Adaptigent Brings No-code API Development to Red Hat Marketplace

by | Aug 13, 2020

Adaptigent is proud to announce the Adaptive Integration Fabric Operator is available on Red Hat Marketplace. The Fabric Operator brings true, no-code mainframe API development to the innovative aspects of the OpenShift platform. This release marks another step in the evolution of Fabric and provides enterprise development teams yet another platform to deploy solutions that extend and modernize their mainframe systems.

With Fabric, teams create powerful APIs through a drag-and-drop interface that does not require mainframe programming experience. Using the Fabric studio application, enterprise users can design and deploy integrations to existing mainframe applications which become exposed as REST or SOAP web services through the Fabric runtime environment. In this way, Fabric facilitates access to legacy systems and complex data structures, as well as allowing COBOL and PL/I programs to easily make API calls out to other systems without writing any new code. Fabric is flexible enough to run under several platforms/operating systems and the introduction of the Operator adds OpenShift to the available platforms for the Fabric runtime environment.
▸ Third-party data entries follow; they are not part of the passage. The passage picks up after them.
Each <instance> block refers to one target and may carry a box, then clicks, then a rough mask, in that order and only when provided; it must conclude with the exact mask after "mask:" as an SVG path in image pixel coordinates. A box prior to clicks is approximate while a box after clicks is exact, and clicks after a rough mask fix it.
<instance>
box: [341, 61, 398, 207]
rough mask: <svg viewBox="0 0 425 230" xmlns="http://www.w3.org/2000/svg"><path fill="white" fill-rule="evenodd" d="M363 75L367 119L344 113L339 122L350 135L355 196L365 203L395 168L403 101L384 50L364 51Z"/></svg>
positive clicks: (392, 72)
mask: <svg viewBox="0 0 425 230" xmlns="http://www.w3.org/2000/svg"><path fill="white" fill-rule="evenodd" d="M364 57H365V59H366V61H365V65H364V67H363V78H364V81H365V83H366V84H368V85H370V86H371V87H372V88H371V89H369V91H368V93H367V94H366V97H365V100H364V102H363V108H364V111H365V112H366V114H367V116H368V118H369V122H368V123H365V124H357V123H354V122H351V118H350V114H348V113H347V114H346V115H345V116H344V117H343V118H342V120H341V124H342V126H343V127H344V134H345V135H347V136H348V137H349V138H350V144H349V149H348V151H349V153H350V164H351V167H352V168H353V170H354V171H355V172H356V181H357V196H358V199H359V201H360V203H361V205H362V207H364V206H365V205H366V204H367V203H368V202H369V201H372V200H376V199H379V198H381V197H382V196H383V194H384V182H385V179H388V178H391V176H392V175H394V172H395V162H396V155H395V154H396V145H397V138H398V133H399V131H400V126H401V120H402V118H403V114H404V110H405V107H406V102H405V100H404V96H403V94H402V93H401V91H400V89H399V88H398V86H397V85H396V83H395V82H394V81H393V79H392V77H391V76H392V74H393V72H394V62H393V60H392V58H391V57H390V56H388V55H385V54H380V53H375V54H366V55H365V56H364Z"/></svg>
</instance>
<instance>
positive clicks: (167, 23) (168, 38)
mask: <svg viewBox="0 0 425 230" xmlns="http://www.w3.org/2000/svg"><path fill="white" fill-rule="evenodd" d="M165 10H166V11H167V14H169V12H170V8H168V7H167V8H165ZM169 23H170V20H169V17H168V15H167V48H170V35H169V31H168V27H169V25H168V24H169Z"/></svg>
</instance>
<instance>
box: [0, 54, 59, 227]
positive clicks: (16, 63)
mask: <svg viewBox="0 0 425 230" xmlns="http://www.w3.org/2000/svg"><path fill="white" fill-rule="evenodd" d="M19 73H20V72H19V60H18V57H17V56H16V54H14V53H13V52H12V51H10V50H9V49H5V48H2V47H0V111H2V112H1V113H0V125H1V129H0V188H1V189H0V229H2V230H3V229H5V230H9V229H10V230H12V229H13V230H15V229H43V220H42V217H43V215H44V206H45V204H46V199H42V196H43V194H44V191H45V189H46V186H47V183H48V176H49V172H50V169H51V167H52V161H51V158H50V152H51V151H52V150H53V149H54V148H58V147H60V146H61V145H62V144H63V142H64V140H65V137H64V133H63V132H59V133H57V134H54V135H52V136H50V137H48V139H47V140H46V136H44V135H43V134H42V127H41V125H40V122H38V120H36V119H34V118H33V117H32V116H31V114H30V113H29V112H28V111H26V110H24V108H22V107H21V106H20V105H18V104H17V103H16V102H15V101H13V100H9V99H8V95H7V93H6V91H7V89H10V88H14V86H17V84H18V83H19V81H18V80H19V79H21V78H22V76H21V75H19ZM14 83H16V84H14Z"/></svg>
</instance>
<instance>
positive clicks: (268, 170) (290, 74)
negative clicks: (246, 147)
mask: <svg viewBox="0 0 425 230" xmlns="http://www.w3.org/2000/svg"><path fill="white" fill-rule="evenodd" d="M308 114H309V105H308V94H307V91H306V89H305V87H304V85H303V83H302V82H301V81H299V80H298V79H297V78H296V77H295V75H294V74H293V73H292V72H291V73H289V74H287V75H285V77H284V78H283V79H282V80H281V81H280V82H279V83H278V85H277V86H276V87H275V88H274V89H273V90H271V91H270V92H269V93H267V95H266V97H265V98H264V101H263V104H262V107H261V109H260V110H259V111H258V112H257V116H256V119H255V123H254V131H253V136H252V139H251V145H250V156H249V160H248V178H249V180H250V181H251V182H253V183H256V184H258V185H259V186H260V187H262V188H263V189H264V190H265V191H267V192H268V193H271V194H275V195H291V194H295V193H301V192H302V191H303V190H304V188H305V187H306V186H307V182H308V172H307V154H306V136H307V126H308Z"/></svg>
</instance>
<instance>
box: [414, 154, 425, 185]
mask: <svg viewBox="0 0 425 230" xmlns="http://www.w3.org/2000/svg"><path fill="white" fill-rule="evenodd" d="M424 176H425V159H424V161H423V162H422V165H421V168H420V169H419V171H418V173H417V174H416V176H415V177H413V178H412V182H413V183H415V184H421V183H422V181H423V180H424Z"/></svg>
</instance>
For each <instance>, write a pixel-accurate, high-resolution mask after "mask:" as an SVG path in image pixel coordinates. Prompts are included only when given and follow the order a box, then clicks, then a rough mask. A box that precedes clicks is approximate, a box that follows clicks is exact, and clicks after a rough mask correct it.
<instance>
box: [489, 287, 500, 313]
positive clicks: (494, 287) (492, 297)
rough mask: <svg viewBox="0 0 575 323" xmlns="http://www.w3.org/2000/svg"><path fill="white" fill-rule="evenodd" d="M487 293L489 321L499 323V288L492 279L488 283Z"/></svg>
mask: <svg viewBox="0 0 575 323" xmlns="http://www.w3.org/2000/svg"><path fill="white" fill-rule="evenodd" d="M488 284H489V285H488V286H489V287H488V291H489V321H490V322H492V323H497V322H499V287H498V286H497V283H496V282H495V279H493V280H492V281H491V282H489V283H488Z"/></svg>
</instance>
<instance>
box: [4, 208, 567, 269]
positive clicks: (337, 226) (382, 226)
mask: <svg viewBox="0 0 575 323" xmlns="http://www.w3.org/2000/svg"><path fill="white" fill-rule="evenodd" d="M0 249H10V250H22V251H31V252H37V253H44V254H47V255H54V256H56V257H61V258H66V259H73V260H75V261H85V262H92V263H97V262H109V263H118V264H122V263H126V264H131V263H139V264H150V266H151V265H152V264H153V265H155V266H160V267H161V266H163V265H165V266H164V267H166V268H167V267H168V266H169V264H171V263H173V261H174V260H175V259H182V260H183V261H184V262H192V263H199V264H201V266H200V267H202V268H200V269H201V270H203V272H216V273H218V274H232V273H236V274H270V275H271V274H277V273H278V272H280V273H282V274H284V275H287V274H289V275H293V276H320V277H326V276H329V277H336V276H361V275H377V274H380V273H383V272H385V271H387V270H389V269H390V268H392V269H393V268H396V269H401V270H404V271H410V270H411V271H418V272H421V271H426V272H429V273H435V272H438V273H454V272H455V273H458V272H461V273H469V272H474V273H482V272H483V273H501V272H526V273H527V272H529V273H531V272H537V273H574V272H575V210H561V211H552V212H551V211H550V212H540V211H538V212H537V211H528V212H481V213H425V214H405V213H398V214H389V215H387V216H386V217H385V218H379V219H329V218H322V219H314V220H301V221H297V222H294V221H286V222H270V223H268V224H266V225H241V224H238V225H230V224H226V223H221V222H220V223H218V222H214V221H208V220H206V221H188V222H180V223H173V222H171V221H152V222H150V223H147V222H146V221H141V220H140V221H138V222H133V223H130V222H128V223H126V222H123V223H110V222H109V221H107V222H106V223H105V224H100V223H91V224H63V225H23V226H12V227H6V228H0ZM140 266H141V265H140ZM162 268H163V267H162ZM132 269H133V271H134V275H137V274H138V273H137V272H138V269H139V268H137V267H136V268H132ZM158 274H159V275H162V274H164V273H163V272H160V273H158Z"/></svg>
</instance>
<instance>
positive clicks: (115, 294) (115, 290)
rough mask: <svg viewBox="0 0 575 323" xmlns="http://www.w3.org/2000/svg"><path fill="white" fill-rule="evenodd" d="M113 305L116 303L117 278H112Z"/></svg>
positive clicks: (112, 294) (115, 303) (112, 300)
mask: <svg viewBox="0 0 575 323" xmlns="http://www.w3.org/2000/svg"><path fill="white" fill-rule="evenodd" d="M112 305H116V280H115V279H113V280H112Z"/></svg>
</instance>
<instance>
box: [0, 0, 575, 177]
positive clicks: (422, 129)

With the Operator, teams can take advantage of the enterprise class features of OpenShift to tackle typical infrastructure problems related to their mainframe integration deployments. For example, the Operator is designed to take full advantage of pod autoscaling in response to environment conditions, introducing fully configured pods to a deployment as necessary to maintain satisfactory response times and user experience.

The Operator also makes use of OpenShift’s Persistent Storage Volume framework to manage local storage for integration artifacts regardless of deployment scale. Persistent Storage Volume support also gives administrators greater control over the specific types and locations of physical storage used for Fabric deployments. The options for scaling and centralized storage are especially useful for organizations supporting deployments with varying loads (e.g. seasonal), as these infrastructure details, once set, are largely abstracted to changing demands.

Likewise, security-minded administrators using the Operator will welcome OpenShift’s built-in dynamic security controls. The highly granular policies enabled through OpenShift can be applied to the containers running Fabric, offering a high degree of protection to container assets. On the front end, traffic through the API endpoints exposed in Fabric server deployment is protected by built-in encryption offered in OpenShift.

Finally, DevOps managers running Fabric in OpenShift will benefit from the available configuration management options, especially with the use of ConfigMaps. Management of development, testing, and production environments can be facilitated easily and the ability to manage and inject configuration data into containers allows for greater options when deploying Fabric integrations in a CI/CD pipeline.

Adaptigent is committed to introducing features to the Fabric roadmap that take advantage of innovations in the OpenShift platform. Future releases of Operator will focus on increasing maturity level, especially with respect to full lifecycle management and usage analytics.